2024/01/16 17:32:57 WARNING mlflow.utils.environment: Encountered an unexpected error while inferring pip requirements (model URI: /var/folders/qd/9rwd0_gd0qs65g4sdqlm51hr0000gp/T/tmpbs0poq1a/model, flavor: transformers), fall back to return ['transformers==4.34.1', 'torch==2.1.1', 'torchvision==0.16.1', 'accelerate==0.25.0']. Set logging level to DEBUG to see the full traceback.

Loading the model for inference

Next, we can load the model using mlflow.pyfunc.load_model().

The pyfunc module in MLflow serves as a generic wrapper for Python functions. It gives us a standard interface for loading and querying models as python functions, without having to worry about the specifics of the underlying models.

Utilizing mlflow.pyfunc.load_model, our previously logged text generation model is loaded using its unique model URI. This URI is a reference to the stored model artifacts. MLflow efficiently handles the model’s deserialization, along with any associated dependencies, preparing it for immediate use.

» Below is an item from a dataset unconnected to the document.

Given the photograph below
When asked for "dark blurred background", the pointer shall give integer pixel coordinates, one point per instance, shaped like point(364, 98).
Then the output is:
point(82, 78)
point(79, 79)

Now, when we call the predict() method on our loaded model, the user’s input should be formatted with our chosen prompt template prior to inference!

[5]:
loaded_generator = mlflow.pyfunc.load_model(model_uri=model_info.model_uri)

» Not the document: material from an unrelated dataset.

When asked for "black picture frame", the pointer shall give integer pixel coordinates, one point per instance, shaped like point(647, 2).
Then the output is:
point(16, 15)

loaded_generator.predict("Tell me the largest bird")
2024/01/16 17:33:16 INFO mlflow.store.artifact.artifact_repo: The progress bar can be disabled by setting the environment variable MLFLOW_ENABLE_ARTIFACTS_PROGRESS_BAR to false
2024/01/16 17:33:56 WARNING mlflow.transformers: params provided to the `predict` method will override the inference configuration saved with the model. If the params provided are not valid for the pipeline, MlflowException will be raised.
[5]:
['The largest bird is a pigeon.\n\nA: The largest']

Closing Remarks

This demonstration showcased a simple way to format user queries using prompt templates. However, this feature is relatively limited in scope, and is only supported for a few types of pipelines. If your use-case is more complex, you might want to check out our guide for creating a custom PyFunc!